Given the bizarre and possibly corrupt decisions being made in the White House these days, I thought this excellent article was worth posting.
As the weather gets colder, the fight over the Dakota Access Pipeline is heating up, in rather ugly ways. Just days before Thanksgiving, law enforcement officers tried to blast the protesters away with water cannons in 25-degree weather and employed other “less than lethal,” though still harmful, dispersal methods. One protester may lose her arm as a result of injuries suffered during the violence. And to top it off, the Army Corps of Engineers plans to close one of the camps of “water protectors” next week, which may embolden law enforcement to take a more forceful approach.
High Country News has reported what’s at stake for the Standing Rock Sioux tribal members and their allies trying to stop or re-route the project: Tribal sovereignty, water, environmental justice, holy lands, treaty-rights and antiquities. Add to that the prospect of more carbon spewing into the atmosphere, and one can see why activists are risking so much to stand in the pipeline’s way.
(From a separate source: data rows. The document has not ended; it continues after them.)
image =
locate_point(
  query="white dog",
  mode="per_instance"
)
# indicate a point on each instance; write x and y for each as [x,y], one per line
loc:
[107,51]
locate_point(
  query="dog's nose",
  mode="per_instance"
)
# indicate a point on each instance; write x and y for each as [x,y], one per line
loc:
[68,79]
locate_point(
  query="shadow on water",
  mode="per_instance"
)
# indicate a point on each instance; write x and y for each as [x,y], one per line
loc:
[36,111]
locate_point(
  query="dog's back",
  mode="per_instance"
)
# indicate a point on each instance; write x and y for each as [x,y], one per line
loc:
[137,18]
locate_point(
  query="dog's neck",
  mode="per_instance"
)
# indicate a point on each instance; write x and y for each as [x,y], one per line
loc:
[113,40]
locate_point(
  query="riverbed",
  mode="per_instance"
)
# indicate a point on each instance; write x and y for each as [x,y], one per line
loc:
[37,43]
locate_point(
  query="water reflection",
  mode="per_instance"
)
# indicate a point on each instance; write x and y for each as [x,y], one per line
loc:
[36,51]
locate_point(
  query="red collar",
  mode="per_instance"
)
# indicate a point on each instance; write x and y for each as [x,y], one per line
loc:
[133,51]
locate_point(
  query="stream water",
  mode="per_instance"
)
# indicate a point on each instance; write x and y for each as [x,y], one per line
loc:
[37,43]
Less clear is what the $3.78 billion, 1,172-mile-long crude oil pipeline offers in return if and when construction is completed and it goes into operation. Energy Transfer Partners, the project’s main proponent, says that the pipeline will offer jobs, economic relief to a struggling region and, by spurring production of North Dakota Crude, it will take the U.S. closer to the lofty ideal of energy independence.
Construction on the pipeline is about 85 percent complete and it has, indeed, put people to work. Yet it is not clear how many new jobs have been created since the jobs are spread out over 1,000 miles. Rural towns along the pipeline’s corridor have reported a boost in hotel and campground occupancy rates as the contractors move through. That, in turn, generates sales and lodging tax revenues for the local governments. The boost, however, won’t last. In a few months, when (and if) construction is complete, the workers and their spending money will depart. The finished pipeline will require just 40 permanent maintenance and operational jobs along its entire stretch.
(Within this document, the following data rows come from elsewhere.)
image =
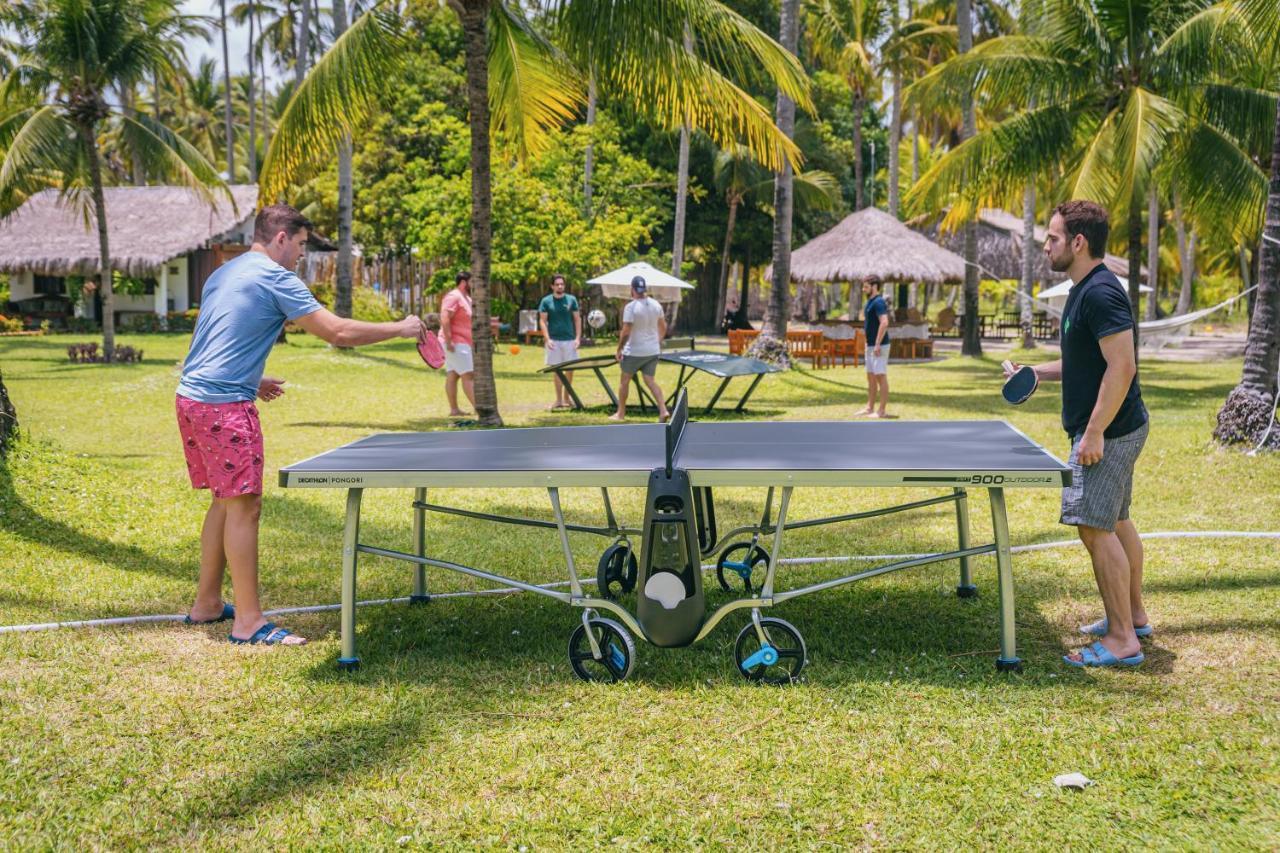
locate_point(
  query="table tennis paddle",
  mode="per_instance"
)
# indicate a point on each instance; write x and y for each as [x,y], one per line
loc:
[429,347]
[1020,384]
Once oil is flowing, property tax revenues — an estimated total of $55 million annually — will kick in. While it’s a big chunk of change, the impacts will be diffused, shared by four states. North and South Dakota are expected to receive about $13 million each, divided between several counties, a drop in the budget bucket (Colorado generates nearly $20 million per month from taxes and fees on marijuana). That said, it might be enough to buy the county sheriffs some more military gear from the Pentagon in order to squelch the next pipeline protest. It will not, however, cover the costs of such squelching: The current law enforcement effort has reportedly cost $15 million so far.